Tuesday, March 17, 2009

March 1st

We both woke up groggy, stretching out sore limbs indicative of a bug of some sort, before slowly getting out of bed to look out the window and see more snow on the ground. “In like a lion,” indeed. And then, I walked out of the bedroom to see that the one remaining pink blossom on the bougainvillea, which we had bought to remind us of life in warmer climates, had fallen onto the floor. Harumph.

We spent a long, lazy morning inside drinking coffee and reading. At some point, we felt the need to actually get dressed and get out of the house. And so, we set out for a walk on the Eastern Promenade, our usual Sunday destination, with views of the islands of Casco Bay and open spaces for Manny to romp. Looking out the window, the sun was blazing crisply through blue skies and the snow had stopped, leaving a pretty dusting to reflect the light. We made it about half a block out the door before the bite of the wind turned me around to get a hat, which I had optimistically left behind, eager to expose my head to the sky for the first time in several months. Better prepared, we continued on, sniffling at the breeze, but happy to be squinting in the sun. Once at the park, we headed down the path, which I walk on at least once a day and know the contours of quite well. But, we were quickly schooled by the icy layer hidden beneath the freshly fallen snow. After a few warm days, the ground made briefly soft and pliable, the moisture had now refrozen like lumpy, uneven scar tissue.
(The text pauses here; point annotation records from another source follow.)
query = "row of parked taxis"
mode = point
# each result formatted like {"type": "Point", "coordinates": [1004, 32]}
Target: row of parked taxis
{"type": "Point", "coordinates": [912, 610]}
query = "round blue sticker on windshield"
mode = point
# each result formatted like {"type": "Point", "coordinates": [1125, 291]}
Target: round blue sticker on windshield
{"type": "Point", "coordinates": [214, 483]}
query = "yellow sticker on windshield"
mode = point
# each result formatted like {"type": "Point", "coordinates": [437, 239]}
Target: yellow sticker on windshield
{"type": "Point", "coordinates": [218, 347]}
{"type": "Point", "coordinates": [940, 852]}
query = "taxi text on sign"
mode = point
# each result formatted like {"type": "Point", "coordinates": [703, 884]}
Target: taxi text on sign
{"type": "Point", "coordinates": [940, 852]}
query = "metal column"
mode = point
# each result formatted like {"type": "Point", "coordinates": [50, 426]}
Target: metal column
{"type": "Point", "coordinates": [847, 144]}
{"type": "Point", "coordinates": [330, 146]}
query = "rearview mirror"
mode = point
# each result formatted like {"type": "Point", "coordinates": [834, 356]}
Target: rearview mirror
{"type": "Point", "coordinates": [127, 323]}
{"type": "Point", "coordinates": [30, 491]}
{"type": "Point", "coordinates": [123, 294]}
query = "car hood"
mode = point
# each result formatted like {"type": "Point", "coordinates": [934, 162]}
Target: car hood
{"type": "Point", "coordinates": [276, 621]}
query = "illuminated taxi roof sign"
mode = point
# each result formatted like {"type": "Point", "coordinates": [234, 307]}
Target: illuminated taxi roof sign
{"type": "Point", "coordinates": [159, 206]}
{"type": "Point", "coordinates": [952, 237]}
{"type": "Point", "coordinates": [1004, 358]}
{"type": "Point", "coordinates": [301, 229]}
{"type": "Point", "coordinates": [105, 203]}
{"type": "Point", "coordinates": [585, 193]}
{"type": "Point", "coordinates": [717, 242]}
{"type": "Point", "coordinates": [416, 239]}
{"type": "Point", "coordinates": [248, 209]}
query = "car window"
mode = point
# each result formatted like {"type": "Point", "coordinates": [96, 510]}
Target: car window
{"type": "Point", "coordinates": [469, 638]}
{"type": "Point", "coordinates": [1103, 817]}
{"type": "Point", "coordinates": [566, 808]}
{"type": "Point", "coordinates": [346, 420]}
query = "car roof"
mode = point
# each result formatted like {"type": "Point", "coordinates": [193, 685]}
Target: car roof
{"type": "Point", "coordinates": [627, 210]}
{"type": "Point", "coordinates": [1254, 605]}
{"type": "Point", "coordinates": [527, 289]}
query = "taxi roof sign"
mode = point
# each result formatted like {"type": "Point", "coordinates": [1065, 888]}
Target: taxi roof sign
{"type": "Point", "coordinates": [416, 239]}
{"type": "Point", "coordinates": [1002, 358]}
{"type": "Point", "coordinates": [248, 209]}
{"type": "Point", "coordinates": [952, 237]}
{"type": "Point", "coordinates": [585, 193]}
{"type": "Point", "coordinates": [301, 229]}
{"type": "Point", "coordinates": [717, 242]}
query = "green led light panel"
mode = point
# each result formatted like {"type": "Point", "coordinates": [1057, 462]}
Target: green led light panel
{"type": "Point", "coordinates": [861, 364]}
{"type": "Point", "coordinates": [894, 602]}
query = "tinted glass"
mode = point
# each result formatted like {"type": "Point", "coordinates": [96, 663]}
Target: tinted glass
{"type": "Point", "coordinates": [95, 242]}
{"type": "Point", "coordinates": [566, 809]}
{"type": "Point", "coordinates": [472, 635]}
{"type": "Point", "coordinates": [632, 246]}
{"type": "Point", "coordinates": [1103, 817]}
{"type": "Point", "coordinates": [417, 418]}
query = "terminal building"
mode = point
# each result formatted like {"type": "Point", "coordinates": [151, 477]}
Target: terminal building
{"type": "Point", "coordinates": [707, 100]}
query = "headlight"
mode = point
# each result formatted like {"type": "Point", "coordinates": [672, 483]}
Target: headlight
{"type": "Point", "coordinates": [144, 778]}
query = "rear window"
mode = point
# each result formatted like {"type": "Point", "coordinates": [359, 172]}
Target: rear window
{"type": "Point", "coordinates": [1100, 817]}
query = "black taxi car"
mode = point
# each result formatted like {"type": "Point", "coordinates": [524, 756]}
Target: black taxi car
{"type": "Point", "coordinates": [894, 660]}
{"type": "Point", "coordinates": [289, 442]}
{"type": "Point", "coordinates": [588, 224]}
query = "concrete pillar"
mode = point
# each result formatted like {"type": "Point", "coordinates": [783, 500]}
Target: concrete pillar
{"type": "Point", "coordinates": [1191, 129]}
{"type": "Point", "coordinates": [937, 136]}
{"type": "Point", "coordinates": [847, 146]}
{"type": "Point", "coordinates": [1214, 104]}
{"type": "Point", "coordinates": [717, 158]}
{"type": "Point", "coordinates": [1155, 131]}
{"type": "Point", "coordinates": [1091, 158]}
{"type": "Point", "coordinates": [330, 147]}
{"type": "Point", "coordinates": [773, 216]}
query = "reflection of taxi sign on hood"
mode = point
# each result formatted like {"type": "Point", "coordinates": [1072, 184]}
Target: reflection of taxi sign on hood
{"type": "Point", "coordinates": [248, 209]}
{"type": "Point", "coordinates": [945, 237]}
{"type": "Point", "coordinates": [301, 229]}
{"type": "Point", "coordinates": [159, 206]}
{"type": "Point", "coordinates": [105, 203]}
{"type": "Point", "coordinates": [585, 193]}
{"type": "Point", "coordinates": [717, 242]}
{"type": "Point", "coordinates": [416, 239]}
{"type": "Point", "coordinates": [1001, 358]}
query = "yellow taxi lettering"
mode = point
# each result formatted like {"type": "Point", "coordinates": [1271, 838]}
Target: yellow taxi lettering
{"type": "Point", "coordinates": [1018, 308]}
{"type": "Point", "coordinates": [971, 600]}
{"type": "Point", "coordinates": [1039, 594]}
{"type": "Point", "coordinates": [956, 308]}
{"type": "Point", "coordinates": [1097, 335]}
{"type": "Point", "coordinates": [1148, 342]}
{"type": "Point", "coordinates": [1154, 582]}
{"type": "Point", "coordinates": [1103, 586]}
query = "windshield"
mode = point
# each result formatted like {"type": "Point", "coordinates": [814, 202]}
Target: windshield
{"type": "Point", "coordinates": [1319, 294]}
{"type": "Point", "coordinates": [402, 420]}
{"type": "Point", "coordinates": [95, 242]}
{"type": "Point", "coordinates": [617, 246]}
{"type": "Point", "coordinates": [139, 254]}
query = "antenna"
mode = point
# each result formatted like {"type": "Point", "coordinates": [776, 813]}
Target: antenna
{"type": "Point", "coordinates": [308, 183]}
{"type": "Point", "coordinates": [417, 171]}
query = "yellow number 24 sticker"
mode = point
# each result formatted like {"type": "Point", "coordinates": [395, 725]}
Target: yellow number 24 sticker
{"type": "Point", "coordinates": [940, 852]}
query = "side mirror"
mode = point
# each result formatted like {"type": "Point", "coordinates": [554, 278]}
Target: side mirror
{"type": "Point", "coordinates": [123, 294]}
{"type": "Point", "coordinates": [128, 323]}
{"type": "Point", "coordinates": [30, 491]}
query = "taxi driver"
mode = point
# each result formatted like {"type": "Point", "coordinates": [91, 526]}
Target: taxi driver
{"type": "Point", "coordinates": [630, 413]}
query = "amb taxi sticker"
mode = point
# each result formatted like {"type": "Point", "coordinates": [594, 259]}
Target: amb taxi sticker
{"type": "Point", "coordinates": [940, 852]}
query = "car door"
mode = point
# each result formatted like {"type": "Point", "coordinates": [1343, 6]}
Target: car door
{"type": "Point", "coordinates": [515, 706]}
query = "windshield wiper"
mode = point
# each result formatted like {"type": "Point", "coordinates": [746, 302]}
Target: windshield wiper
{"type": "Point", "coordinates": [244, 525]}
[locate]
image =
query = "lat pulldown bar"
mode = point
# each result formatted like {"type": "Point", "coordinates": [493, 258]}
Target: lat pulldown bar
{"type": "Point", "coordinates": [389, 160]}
Chad promptly took a comic-book-worthy wipe-out – feet literally right out from under him, followed by a nose dive by Manny straight into a snow bank, leaving all four legs pointing in opposite directions. I took a lesson from them both, and scrambled up the slope to the cleared pavement - on all fours, feeling a bit defeated, but happily unbruised.
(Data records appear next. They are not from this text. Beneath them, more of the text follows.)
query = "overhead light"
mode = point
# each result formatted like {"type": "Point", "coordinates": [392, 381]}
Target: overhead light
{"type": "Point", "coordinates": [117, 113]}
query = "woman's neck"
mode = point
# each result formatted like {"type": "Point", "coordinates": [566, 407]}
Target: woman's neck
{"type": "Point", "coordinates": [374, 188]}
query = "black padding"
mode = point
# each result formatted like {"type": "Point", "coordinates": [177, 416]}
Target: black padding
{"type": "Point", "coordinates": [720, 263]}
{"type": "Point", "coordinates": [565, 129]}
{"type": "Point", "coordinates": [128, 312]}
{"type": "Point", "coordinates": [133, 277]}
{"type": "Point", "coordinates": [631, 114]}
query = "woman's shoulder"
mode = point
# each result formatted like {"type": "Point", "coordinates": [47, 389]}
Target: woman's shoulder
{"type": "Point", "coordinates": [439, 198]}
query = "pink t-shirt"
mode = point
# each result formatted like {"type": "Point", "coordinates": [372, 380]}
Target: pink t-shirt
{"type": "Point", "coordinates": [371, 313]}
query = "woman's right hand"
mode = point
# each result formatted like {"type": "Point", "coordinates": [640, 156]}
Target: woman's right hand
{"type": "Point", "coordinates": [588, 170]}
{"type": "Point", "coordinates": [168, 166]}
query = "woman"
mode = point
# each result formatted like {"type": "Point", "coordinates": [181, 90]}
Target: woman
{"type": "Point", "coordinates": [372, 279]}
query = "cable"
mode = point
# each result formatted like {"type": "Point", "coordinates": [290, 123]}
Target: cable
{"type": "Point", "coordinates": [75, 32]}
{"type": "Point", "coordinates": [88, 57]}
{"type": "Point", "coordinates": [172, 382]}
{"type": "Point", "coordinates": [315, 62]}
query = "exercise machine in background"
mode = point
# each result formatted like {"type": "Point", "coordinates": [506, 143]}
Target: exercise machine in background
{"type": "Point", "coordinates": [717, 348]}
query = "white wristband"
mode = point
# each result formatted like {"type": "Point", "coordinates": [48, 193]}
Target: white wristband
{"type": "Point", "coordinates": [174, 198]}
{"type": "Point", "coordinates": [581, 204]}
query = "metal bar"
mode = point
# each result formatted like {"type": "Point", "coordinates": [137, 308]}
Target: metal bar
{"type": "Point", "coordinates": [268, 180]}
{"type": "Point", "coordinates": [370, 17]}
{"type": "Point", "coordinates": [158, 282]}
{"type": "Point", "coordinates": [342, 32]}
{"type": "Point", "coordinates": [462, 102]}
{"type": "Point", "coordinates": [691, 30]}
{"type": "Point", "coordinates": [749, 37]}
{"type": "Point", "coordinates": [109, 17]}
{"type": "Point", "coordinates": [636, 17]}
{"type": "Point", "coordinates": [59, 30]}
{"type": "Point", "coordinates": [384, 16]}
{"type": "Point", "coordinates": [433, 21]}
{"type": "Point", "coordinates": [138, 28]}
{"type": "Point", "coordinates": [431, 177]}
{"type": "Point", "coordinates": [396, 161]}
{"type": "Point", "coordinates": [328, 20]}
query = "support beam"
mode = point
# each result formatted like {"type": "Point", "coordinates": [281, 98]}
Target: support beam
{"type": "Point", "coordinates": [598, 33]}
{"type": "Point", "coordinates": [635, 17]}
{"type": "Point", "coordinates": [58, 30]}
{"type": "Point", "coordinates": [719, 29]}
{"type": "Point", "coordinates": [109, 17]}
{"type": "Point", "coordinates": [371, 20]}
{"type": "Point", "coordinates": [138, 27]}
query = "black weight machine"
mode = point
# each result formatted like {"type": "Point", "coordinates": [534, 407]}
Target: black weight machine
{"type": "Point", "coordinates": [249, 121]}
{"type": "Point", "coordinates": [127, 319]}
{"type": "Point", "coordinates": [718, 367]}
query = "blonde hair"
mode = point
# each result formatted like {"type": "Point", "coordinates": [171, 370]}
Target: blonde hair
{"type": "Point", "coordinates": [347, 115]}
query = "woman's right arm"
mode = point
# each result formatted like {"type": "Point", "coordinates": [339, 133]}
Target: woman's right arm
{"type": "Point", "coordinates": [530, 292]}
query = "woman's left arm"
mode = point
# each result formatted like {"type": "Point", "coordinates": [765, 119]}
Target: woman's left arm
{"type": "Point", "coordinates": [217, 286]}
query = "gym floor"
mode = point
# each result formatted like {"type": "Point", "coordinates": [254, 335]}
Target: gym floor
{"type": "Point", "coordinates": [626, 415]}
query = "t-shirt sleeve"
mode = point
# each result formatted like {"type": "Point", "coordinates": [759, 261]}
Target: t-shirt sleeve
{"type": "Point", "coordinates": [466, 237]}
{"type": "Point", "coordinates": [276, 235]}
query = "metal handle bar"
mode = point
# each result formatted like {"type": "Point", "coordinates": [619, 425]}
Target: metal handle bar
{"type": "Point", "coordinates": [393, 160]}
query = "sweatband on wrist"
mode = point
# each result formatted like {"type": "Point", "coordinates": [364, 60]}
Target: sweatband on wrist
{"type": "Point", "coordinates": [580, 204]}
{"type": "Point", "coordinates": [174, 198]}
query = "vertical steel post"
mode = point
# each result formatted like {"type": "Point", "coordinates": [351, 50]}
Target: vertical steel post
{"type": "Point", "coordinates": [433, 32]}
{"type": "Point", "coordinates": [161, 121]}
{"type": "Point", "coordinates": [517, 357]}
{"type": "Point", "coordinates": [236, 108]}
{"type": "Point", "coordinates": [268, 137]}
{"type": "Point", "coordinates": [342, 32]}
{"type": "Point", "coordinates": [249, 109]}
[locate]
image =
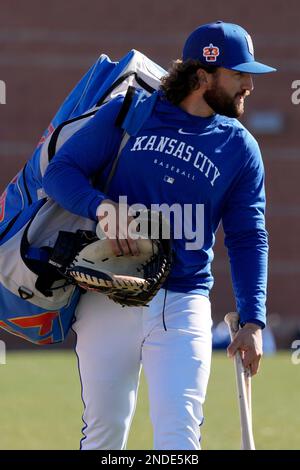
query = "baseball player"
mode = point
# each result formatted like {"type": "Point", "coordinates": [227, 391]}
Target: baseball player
{"type": "Point", "coordinates": [191, 151]}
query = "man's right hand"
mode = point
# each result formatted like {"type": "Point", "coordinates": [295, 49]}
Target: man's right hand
{"type": "Point", "coordinates": [114, 221]}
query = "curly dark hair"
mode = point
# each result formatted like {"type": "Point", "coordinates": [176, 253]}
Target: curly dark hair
{"type": "Point", "coordinates": [182, 79]}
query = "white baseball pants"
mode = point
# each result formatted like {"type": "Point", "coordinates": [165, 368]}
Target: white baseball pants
{"type": "Point", "coordinates": [112, 344]}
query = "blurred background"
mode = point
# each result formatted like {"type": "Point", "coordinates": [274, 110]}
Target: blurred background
{"type": "Point", "coordinates": [45, 48]}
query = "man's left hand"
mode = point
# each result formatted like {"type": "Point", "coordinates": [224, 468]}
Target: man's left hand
{"type": "Point", "coordinates": [248, 341]}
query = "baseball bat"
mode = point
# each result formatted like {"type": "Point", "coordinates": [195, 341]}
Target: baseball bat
{"type": "Point", "coordinates": [243, 381]}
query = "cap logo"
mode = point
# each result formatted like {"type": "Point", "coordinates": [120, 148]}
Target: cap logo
{"type": "Point", "coordinates": [211, 53]}
{"type": "Point", "coordinates": [250, 44]}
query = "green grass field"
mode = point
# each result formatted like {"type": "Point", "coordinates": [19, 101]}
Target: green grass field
{"type": "Point", "coordinates": [41, 406]}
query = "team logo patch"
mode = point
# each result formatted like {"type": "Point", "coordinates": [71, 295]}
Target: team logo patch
{"type": "Point", "coordinates": [250, 44]}
{"type": "Point", "coordinates": [211, 53]}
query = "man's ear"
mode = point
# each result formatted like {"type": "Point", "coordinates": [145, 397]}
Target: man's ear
{"type": "Point", "coordinates": [203, 77]}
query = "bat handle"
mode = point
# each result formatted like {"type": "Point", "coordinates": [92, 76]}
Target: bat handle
{"type": "Point", "coordinates": [243, 380]}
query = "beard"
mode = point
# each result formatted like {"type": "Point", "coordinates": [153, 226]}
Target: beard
{"type": "Point", "coordinates": [222, 103]}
Once home, we decided to stay put for the remainder of the day and drink cups of tea – a safer pursuit than our walk had proven to be. Then, it dawned on me that it had been a year to the day since we’d arrived back in the United States from Sardinia. I remembered our last days there - leaving good friends behind after a farewell coffee at Circolo, the Italian officer’s club, riding the ferry for the last time into the port of Palau whereupon we waved goodbye to good friends as our taxi pulled away along the pines and past Acapulco beach, where I walked Manny every morning, and flying off to Rome, where we spent the night before flying all night to Atlanta and then Boston, finishing our trip with a warm welcome by Chad’s parents at Logan airport accompanied by the barking of Manny, a happy sound, as it signaled that our pent-up pup was still alive after 18 hours in his crate. After all that and a sound night’s sleep back in New Castle, NH, we awoke to snowfall. It was March 1st. And, it was magical.
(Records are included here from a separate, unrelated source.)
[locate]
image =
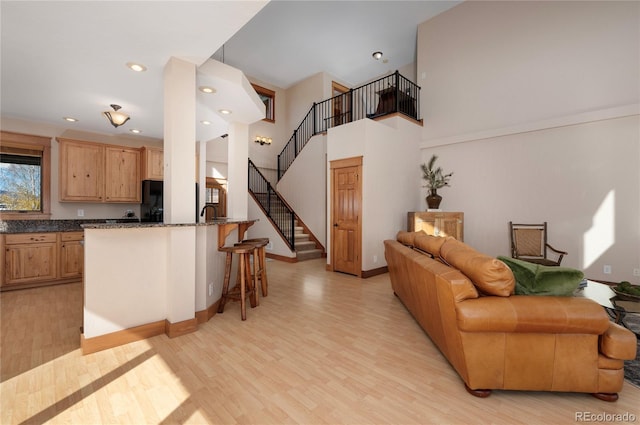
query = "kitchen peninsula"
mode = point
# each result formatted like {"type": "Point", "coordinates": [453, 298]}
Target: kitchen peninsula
{"type": "Point", "coordinates": [145, 279]}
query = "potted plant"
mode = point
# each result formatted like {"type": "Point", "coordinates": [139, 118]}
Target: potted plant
{"type": "Point", "coordinates": [435, 178]}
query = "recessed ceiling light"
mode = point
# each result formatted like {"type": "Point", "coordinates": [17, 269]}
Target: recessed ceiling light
{"type": "Point", "coordinates": [136, 67]}
{"type": "Point", "coordinates": [207, 89]}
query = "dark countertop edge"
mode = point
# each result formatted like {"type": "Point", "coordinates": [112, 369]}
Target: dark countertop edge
{"type": "Point", "coordinates": [148, 225]}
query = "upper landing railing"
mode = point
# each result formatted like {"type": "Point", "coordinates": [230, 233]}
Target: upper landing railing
{"type": "Point", "coordinates": [388, 95]}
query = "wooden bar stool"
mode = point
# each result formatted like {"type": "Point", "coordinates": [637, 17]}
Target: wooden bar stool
{"type": "Point", "coordinates": [246, 285]}
{"type": "Point", "coordinates": [260, 263]}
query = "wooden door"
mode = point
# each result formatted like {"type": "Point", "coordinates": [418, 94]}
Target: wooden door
{"type": "Point", "coordinates": [346, 215]}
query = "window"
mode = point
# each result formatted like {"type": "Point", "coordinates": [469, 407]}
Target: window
{"type": "Point", "coordinates": [24, 176]}
{"type": "Point", "coordinates": [268, 97]}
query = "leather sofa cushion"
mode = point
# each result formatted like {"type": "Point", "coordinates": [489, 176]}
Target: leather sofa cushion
{"type": "Point", "coordinates": [536, 279]}
{"type": "Point", "coordinates": [490, 275]}
{"type": "Point", "coordinates": [532, 315]}
{"type": "Point", "coordinates": [617, 343]}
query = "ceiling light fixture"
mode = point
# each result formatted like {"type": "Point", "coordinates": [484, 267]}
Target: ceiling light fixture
{"type": "Point", "coordinates": [207, 89]}
{"type": "Point", "coordinates": [136, 67]}
{"type": "Point", "coordinates": [263, 140]}
{"type": "Point", "coordinates": [116, 118]}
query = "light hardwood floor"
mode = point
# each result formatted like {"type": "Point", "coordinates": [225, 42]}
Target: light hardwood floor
{"type": "Point", "coordinates": [322, 348]}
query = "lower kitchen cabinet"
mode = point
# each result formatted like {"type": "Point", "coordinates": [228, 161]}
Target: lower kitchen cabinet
{"type": "Point", "coordinates": [71, 254]}
{"type": "Point", "coordinates": [31, 259]}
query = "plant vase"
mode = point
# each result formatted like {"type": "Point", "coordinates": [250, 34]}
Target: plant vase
{"type": "Point", "coordinates": [433, 200]}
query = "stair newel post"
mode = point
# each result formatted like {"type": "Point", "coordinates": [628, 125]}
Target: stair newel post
{"type": "Point", "coordinates": [351, 105]}
{"type": "Point", "coordinates": [293, 232]}
{"type": "Point", "coordinates": [314, 120]}
{"type": "Point", "coordinates": [268, 199]}
{"type": "Point", "coordinates": [279, 175]}
{"type": "Point", "coordinates": [397, 97]}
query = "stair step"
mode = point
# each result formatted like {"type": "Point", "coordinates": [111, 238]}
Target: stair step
{"type": "Point", "coordinates": [304, 245]}
{"type": "Point", "coordinates": [308, 254]}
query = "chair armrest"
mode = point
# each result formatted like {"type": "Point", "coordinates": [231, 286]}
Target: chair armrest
{"type": "Point", "coordinates": [557, 250]}
{"type": "Point", "coordinates": [528, 313]}
{"type": "Point", "coordinates": [618, 343]}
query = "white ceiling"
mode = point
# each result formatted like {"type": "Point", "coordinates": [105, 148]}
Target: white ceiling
{"type": "Point", "coordinates": [67, 58]}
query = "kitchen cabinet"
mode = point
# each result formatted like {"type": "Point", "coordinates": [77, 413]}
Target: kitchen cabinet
{"type": "Point", "coordinates": [81, 171]}
{"type": "Point", "coordinates": [95, 172]}
{"type": "Point", "coordinates": [33, 259]}
{"type": "Point", "coordinates": [122, 175]}
{"type": "Point", "coordinates": [71, 254]}
{"type": "Point", "coordinates": [152, 163]}
{"type": "Point", "coordinates": [30, 258]}
{"type": "Point", "coordinates": [437, 223]}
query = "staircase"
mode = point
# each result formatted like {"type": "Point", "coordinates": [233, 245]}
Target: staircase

After living through four months of winter in Maine, March is not as charming as it was upon first arrival from the Mediterranean. But, I am able to relive a bit of the charm through my own eyes, in reading my thoughts of a year ago. It got me thinking that I ought to look for more tricks to enjoying the fifth month of winter amongst my old writings, and so I dug up the journal I kept during my year on Chebeague. That winter was the ultimate test – alone in the winter on an island just after leaving behind the comfortable, socially rich life of an undergraduate. Upon rereading my journal entries from that March, I found many of the same frustrations with winter and also the same solutions – stay busy to pass the time, stay outdoors as much as possible, spend time with good friends. And, leave. So, 24 hours after the last bougainvillea blossom dropped, we bought tickets to return to Sardinia in May.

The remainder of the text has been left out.